Reply To: turn heat into electricity

[delt0r]

The huge advantage of homogeneous reactor design, That is designs where the fuel is mixed with the coolant is that it is very easy to avoid hot spots, keep reactivity predicable and even, and maintain a positive void coefficient and a negative temperature coefficient. You also get perfect even burn for free. These things are all hard to achive with solid fuel designs and tyically require a fairly compilcated fueling schedule for even burn at least. These things are all even harder to achieve with fast reactors.

For thermal designs with water and dissolved salts they have the lowest fuel inventory required by a long shot, and for fast reactors they are one of the surest ways to maintain stable reactivities with passive control. Other practical issues is you don’t need to validate fuel element design which is still a very large cost (time as much as money). Then there is a few unvalidated at this point ideas, of continuous in situ processing, which add a lot of other advantages to the complete fuel cycle. Also this can reduce the decay heat quite a bit too since thing don’t accumulate and some wastes can be pulled out when a more favorable isotope is produced. Further you can degauss it and keep out neutron poisons especially Xe which makes the designs capable of load following, or more importantly easier to make load following… ie capable of peek power production.
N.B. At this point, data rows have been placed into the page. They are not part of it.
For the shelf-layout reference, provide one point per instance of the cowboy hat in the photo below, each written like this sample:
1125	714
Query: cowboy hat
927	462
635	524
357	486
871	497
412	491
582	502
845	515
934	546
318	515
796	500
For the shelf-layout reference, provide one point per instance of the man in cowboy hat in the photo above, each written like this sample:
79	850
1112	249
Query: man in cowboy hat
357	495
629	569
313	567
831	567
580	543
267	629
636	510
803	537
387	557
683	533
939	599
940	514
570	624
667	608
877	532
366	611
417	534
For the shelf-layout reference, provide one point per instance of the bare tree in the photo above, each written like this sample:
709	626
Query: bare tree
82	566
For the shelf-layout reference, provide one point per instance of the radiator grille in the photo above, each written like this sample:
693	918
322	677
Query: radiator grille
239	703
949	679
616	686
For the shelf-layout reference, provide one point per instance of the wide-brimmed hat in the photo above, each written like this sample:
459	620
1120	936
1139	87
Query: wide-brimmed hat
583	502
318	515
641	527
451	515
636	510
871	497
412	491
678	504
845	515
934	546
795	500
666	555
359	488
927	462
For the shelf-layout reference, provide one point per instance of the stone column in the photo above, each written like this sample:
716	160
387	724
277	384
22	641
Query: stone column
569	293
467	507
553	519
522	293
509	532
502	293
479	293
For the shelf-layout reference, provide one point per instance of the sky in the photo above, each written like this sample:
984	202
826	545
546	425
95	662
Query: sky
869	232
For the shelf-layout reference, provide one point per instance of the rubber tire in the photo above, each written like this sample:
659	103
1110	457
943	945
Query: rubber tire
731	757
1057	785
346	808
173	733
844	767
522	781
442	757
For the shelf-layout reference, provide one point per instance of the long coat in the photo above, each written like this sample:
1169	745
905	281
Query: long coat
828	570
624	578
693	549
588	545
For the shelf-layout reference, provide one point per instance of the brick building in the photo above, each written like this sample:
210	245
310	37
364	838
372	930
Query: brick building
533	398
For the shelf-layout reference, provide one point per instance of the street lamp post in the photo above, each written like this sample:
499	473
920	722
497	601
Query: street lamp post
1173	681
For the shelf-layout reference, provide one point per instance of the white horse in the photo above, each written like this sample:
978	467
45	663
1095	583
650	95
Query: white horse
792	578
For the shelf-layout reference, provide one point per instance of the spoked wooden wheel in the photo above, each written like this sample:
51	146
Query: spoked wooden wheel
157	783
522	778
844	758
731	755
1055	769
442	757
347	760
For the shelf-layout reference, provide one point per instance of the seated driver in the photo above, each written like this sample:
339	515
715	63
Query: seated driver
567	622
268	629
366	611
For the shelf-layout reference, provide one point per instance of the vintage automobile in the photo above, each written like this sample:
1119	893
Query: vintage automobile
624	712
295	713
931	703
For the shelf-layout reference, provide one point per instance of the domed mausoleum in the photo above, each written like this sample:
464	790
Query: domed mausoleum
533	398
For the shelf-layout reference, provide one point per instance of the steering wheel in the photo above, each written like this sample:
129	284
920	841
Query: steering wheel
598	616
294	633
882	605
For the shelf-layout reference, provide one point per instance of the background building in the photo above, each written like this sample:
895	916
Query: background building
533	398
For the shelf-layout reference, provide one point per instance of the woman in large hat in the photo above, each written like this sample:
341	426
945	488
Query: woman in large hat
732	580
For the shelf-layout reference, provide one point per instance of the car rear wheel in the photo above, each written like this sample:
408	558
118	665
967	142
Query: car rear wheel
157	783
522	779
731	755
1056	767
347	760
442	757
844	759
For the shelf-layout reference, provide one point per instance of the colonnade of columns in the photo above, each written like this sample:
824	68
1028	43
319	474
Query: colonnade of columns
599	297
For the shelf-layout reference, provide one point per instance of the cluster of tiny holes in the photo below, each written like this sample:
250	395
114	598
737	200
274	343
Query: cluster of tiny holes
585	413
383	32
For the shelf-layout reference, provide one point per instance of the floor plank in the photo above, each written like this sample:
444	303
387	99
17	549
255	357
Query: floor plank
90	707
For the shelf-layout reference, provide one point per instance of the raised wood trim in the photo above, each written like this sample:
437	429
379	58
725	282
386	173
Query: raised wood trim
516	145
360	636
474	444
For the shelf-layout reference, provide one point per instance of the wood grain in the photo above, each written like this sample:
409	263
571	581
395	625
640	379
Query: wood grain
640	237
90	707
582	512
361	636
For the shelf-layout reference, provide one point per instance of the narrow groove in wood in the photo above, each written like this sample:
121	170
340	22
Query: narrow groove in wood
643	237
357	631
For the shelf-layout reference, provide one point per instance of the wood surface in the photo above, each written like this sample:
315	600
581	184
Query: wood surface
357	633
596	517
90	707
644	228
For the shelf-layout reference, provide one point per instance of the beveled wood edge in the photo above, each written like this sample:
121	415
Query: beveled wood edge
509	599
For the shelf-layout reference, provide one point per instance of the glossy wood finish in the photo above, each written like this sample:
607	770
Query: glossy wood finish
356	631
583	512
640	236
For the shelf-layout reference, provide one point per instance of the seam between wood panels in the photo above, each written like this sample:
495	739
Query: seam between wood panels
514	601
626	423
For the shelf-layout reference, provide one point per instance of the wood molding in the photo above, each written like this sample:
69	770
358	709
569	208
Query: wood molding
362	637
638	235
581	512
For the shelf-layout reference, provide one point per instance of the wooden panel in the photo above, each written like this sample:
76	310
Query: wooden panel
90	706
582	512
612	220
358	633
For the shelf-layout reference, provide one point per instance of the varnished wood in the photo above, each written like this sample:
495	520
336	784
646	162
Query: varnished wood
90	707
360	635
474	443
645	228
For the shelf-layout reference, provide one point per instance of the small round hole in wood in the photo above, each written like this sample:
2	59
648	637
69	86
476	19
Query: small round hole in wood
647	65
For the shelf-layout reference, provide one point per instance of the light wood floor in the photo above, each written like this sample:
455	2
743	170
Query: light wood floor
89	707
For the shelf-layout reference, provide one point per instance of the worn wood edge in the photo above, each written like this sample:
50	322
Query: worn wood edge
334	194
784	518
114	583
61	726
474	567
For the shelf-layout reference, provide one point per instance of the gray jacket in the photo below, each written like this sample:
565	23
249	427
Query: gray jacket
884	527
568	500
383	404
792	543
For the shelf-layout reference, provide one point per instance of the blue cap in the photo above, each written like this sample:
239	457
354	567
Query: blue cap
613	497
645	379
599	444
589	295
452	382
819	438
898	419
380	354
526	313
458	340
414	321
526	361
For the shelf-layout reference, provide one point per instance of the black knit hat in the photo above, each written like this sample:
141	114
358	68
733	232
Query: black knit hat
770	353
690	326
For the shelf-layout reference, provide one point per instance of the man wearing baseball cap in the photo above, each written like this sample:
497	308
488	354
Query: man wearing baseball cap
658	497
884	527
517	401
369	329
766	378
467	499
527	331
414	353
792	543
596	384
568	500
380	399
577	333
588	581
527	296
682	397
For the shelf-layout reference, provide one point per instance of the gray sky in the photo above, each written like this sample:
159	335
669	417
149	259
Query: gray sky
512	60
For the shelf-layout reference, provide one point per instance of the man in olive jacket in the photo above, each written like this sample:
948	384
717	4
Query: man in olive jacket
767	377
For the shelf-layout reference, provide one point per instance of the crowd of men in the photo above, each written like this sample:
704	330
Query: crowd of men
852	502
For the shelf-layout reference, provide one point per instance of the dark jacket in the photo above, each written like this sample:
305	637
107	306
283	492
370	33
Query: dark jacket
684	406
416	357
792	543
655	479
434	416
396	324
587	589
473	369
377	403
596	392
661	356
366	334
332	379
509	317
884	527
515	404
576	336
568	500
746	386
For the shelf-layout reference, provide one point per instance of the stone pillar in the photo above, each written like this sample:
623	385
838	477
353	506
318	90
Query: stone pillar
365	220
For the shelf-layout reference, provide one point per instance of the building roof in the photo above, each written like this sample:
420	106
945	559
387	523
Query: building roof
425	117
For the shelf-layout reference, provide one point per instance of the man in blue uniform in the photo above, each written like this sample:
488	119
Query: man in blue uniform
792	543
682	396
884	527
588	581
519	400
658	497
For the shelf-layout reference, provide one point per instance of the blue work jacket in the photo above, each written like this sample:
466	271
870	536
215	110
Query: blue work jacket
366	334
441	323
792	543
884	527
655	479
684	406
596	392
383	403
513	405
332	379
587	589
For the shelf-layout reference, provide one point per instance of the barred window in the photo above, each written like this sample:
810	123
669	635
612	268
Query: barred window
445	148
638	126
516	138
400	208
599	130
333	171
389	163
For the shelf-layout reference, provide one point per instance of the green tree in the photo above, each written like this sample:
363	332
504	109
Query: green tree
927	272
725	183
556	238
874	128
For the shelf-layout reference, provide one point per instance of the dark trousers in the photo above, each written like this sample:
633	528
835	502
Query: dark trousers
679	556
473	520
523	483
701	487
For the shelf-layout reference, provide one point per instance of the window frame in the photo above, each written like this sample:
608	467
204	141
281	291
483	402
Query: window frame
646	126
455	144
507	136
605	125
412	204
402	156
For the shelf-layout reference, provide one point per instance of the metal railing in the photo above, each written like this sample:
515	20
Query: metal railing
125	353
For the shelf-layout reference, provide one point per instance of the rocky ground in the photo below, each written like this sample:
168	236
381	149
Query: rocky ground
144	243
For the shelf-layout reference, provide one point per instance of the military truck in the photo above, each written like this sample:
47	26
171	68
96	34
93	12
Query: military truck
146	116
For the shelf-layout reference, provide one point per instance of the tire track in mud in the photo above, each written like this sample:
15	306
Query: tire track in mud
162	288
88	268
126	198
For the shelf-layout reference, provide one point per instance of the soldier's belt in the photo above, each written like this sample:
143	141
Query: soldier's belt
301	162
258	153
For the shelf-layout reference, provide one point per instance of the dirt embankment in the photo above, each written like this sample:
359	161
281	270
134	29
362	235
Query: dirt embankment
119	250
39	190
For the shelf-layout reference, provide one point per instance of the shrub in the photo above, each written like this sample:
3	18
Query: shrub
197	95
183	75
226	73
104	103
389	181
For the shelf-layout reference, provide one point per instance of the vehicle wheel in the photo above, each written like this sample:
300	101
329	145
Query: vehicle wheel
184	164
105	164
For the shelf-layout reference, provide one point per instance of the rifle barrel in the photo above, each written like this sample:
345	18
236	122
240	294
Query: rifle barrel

On planet earth keeping water out is a exercise in futility when the unexpected happens. Say like a giant wave of … Water! Note that the water in air can set liquid Na on fire. The problem is that we either have salts that are not stable with water when molten, or tend to be soluble in water when not (Chlorides). As for liquid metal designs i can’t see what we gain with Na that something like lead/Bismuth doesn’t give us? Add that the later can have enough heat capacity to passively deal with decay heat.